Business Coach : Become A Visioneer
-My name is Caleb Taylor, and I’m a business coach. Today, Clay Clark, a business coach and our visioneer here at Thrive15, is sitting down with business coach Clifton Taulbert, the best-selling author and actually Clay’s personals mentor. He often refers to him as his Yoda. And Clifton is going to be talking to us about success philosophy. He’ll be walking us through the different characteristics and aspects needed to achieve success.
Here are Thrive15.com, our business mentors believe that knowledge without application is meaningless. So it’s up to you to ask yourself, how can I apply what I’m hearing here from Clifton and from Clay into my life and business? Because if not, today’s episode could be more meaningless– stop it! Stop it! Sorry about that.
-Brother Taulbert– how are you, sir?
-Folks, if you’re watching this, and you don’t have a little bit of a context as to who this man is, his name is Clifton Taulbert. And you, sir, are a bestselling author. You are a Pulitzer Prize-nominated author. You helped to launch the Stairmaster and to get that product into the homes all across America and into the government facilities. But you started here.
-Started here. And this is not animated. This is not technology-driven. These are people. These are the elements that were used to weigh the cotton in the fields in the Delta and to determine how many pounds went to the gin and how much would be processed out of that and eventually sent to the mills.
-You grew up in a time in American history where there was legal segregation, meaning you could put a sign on your door that said no colored people. Could I write that?
-And then so African Americans and people of other skin color– they couldn’t go in this bathroom.
-I could say, no, I don’t want to serve you.
-And it was no problem. That’s the way it was.
-Could you walk in the front door of the bank?
-You couldn’t? How did you get to the bank? Did you ever go to the bank?
-Yeah.
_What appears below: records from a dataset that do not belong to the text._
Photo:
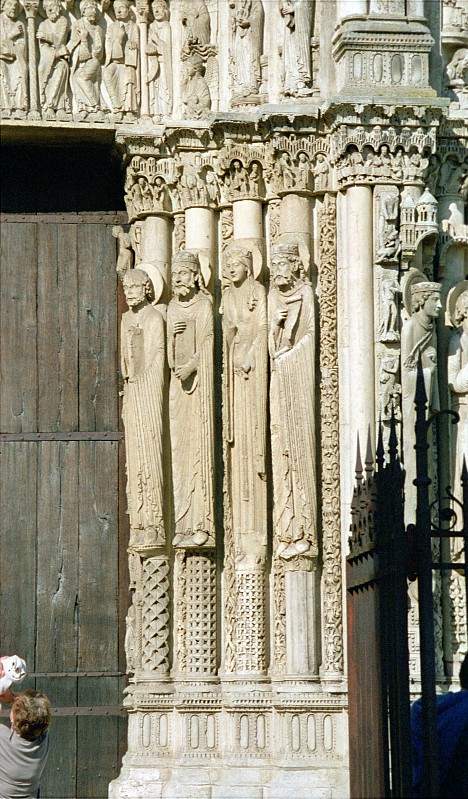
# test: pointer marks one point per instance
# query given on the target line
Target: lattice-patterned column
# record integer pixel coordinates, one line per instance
(332, 571)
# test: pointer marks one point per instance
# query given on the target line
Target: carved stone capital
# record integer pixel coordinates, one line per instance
(31, 8)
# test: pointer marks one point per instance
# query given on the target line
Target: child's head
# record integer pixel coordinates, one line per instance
(30, 714)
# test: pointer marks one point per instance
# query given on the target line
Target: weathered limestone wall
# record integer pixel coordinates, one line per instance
(296, 188)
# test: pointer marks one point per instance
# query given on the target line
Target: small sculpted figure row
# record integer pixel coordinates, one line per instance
(285, 327)
(118, 57)
(396, 166)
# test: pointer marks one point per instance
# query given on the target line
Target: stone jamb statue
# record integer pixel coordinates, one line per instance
(292, 389)
(190, 358)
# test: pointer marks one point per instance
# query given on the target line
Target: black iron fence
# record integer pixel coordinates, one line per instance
(383, 556)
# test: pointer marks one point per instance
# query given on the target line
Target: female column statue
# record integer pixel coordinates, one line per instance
(159, 51)
(291, 344)
(245, 381)
(190, 357)
(297, 63)
(143, 360)
(13, 63)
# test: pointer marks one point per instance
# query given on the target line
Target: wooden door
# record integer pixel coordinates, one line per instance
(63, 537)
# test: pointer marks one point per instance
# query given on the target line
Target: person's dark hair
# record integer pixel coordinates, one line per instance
(464, 673)
(31, 714)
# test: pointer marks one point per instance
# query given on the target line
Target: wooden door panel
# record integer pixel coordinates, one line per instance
(63, 531)
(18, 275)
(57, 334)
(97, 315)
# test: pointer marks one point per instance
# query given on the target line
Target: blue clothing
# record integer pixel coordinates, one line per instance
(452, 727)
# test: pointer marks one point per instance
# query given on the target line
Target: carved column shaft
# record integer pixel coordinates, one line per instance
(332, 609)
(31, 8)
(295, 576)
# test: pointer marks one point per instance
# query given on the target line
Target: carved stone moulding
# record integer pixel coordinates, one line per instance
(386, 60)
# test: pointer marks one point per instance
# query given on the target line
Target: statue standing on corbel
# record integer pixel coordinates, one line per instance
(245, 395)
(457, 307)
(389, 244)
(159, 51)
(54, 68)
(196, 97)
(292, 351)
(13, 61)
(297, 18)
(190, 358)
(247, 17)
(121, 73)
(389, 321)
(196, 21)
(86, 47)
(143, 365)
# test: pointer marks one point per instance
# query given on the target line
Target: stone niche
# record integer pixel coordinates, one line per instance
(296, 188)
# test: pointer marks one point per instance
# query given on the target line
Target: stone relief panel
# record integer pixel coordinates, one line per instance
(13, 62)
(143, 371)
(292, 353)
(246, 49)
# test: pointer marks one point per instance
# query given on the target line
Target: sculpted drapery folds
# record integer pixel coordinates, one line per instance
(121, 73)
(291, 345)
(143, 363)
(190, 357)
(297, 65)
(418, 341)
(54, 69)
(13, 63)
(247, 18)
(245, 394)
(87, 48)
(457, 303)
(159, 60)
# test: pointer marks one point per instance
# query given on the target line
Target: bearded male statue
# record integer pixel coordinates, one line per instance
(418, 341)
(292, 350)
(190, 358)
(143, 364)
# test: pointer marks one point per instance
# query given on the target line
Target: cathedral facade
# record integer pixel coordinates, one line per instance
(296, 240)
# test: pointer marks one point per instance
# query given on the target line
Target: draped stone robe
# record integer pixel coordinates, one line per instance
(143, 364)
(121, 72)
(191, 419)
(54, 70)
(297, 15)
(13, 65)
(245, 332)
(458, 382)
(87, 46)
(417, 338)
(292, 390)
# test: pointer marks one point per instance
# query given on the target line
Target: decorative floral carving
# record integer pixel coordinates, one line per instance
(332, 618)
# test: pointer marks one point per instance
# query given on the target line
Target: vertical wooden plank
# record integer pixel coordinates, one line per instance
(18, 405)
(98, 633)
(57, 603)
(57, 335)
(97, 328)
(18, 548)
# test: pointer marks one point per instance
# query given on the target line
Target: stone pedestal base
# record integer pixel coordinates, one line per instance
(236, 744)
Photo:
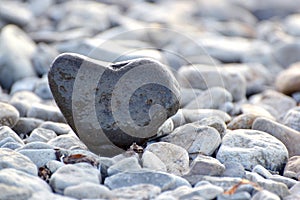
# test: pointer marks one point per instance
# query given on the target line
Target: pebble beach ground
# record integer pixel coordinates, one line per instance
(236, 135)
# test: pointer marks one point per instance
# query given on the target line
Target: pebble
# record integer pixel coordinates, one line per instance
(291, 119)
(262, 171)
(195, 139)
(6, 132)
(88, 190)
(12, 192)
(188, 95)
(22, 180)
(199, 77)
(16, 13)
(67, 142)
(72, 175)
(45, 112)
(211, 98)
(138, 192)
(286, 135)
(286, 54)
(61, 87)
(199, 114)
(292, 168)
(9, 115)
(233, 169)
(265, 195)
(15, 44)
(57, 127)
(236, 196)
(236, 63)
(214, 122)
(127, 164)
(287, 81)
(277, 101)
(151, 161)
(223, 182)
(163, 180)
(277, 188)
(292, 25)
(252, 147)
(173, 156)
(24, 84)
(206, 165)
(15, 160)
(256, 110)
(40, 157)
(42, 89)
(41, 135)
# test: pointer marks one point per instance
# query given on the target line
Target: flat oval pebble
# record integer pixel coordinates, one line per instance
(173, 156)
(154, 90)
(195, 139)
(9, 115)
(15, 160)
(251, 147)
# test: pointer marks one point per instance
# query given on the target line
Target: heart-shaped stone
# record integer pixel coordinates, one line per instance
(111, 105)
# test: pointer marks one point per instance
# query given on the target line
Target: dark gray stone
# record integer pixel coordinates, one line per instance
(91, 95)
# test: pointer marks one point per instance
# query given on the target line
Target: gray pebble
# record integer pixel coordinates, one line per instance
(58, 128)
(67, 142)
(12, 145)
(236, 196)
(54, 165)
(289, 137)
(265, 195)
(42, 89)
(173, 156)
(292, 119)
(26, 125)
(138, 192)
(15, 160)
(23, 180)
(199, 114)
(16, 13)
(24, 84)
(40, 157)
(206, 165)
(71, 175)
(211, 98)
(9, 115)
(15, 43)
(195, 139)
(200, 77)
(262, 171)
(152, 162)
(88, 190)
(292, 167)
(127, 164)
(13, 192)
(6, 132)
(88, 127)
(45, 112)
(289, 182)
(214, 122)
(233, 169)
(258, 148)
(163, 180)
(41, 135)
I would go to the bank. I had relatives who had money in the bank. Not much, but it was enough to get ’em there.
-You go in the back?
-Well, you had to go in the back.
-And then today, you have this little thing here. What is this?
-Yeah, this is Central Bank– OMB Bank in Tulsa, Oklahoma. I had an incredible opportunity several years ago to be part of an investment group to start this De Novo bank. This was something that was a great– it was a challenge.
I was fearful. But I realized that if you don’t move beyond your fear, you’ll be stuck right there with your fear. And I wanted to be successful. I wanted to see something different, so I had to step out.
-You helped start a bank, and you used to not be allowed to go in the front door of the bank.
-Does it ever feel surreal today when you walk into the lobby of the bank, and you look around, and you’re like, well, I helped start this place.
-You know, sometimes I think that, but I usually think about that in terms of the family that I wish was still with me. Those porch people– I call ’em– from the Mississippi Delta, those incredible mentors, those visionaries who dreamed for me and saw their future through my lengthening steps. I would like them to see that, just to know that their faith in me was not mislaid.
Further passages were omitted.